As the movie tracks Pee-wee’s circus aspirations and his girl trouble, there are some amusing bits. The opening scene of Pee-wee waking up the farm recalls the sight-gagginess of Big Adventure, and a few of the circus act send-ups are similarly inclined. For sheer wigginess, nothing tops an elephant ride taken by Pee-wee and his new sweetheart (accompanied by the strains of what sounds like an old Yma Sumac record, as bellowed by Pee-wee; the music, as in Big Adventure, is by the gifted Danny Elfman).

Big Top Pee-wee inspires the occasional chuckle, but it is not nearly as funny or original as Pee-wee’s Big Adventure.

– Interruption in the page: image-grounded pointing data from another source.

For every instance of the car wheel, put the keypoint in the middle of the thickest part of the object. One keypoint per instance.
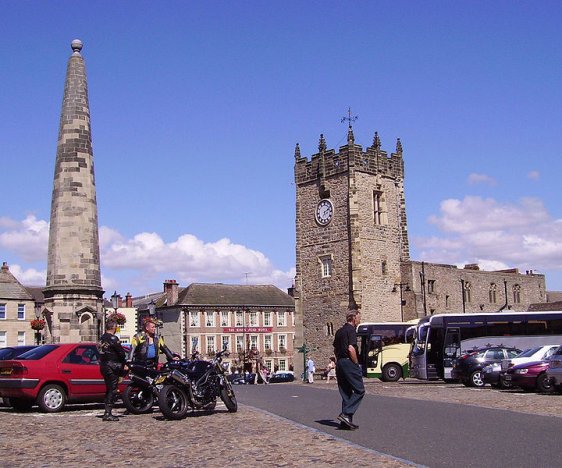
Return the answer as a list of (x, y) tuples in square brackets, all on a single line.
[(476, 379), (20, 404), (51, 398), (391, 373), (544, 384)]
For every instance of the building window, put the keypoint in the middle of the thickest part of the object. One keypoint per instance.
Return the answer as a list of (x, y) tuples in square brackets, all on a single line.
[(239, 319), (210, 344), (224, 319), (516, 294), (254, 342), (253, 319), (239, 343), (225, 342), (492, 293), (267, 342), (194, 343), (326, 266), (193, 319), (379, 208)]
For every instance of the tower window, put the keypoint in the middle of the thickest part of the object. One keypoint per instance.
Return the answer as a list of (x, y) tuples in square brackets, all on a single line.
[(326, 266), (517, 294), (379, 208), (492, 293)]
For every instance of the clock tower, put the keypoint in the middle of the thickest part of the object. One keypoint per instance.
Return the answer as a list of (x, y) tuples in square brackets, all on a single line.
[(351, 239)]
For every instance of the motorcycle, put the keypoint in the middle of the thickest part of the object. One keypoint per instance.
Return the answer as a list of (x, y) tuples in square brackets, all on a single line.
[(196, 386), (141, 394)]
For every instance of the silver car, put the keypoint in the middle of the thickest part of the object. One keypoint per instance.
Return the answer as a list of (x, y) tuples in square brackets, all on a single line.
[(554, 371)]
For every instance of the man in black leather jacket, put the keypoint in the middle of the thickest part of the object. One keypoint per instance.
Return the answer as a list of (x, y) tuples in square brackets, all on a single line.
[(112, 366)]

The script, by Reubens and George McGrath, just doesn’t have enough things going on, and director Randal Kleiser (Grease) is busy picking inappropriate camera angles and alluding to other movies, such as A Place in the Sun (for the big kiss between Pee-wee and Gina), The Gold Rush (a hungry lion suddenly sees Pee-wee as a man-sized sirloin steak), and circus movies of the 1950s (such as The Greatest Show on Earth and Trapeze).

The main problem may be that Pee-wee is funny and outrageous as an anarchic child, not so funny as a sort-of civilized adult. Memo to Paul Reubens: Don’t let Pee-wee grow up. He’s too valuable right where he is.

First published in the Herald, July 24, 1988

Bad sequel. Still, I wonder in retrospect: was Reubens trying to do something interesting/creepy/transgressive by making Pee-wee sort of adult in this movie, or was it just a complete bungling of a franchise? The circus also seems like a misstep; part of the joy of Pee-wee’s Big Adventure is seeing this freakish individual walking around in the real world, but the circus is already exaggerated, and Pee-wee becomes not as funny. In any case, I’m solid on one thing: Back to the Beach, featuring a Pee-wee Herman cameo but top-lined by Frankie Avalon and Annette Funicello, is a much better movie than this.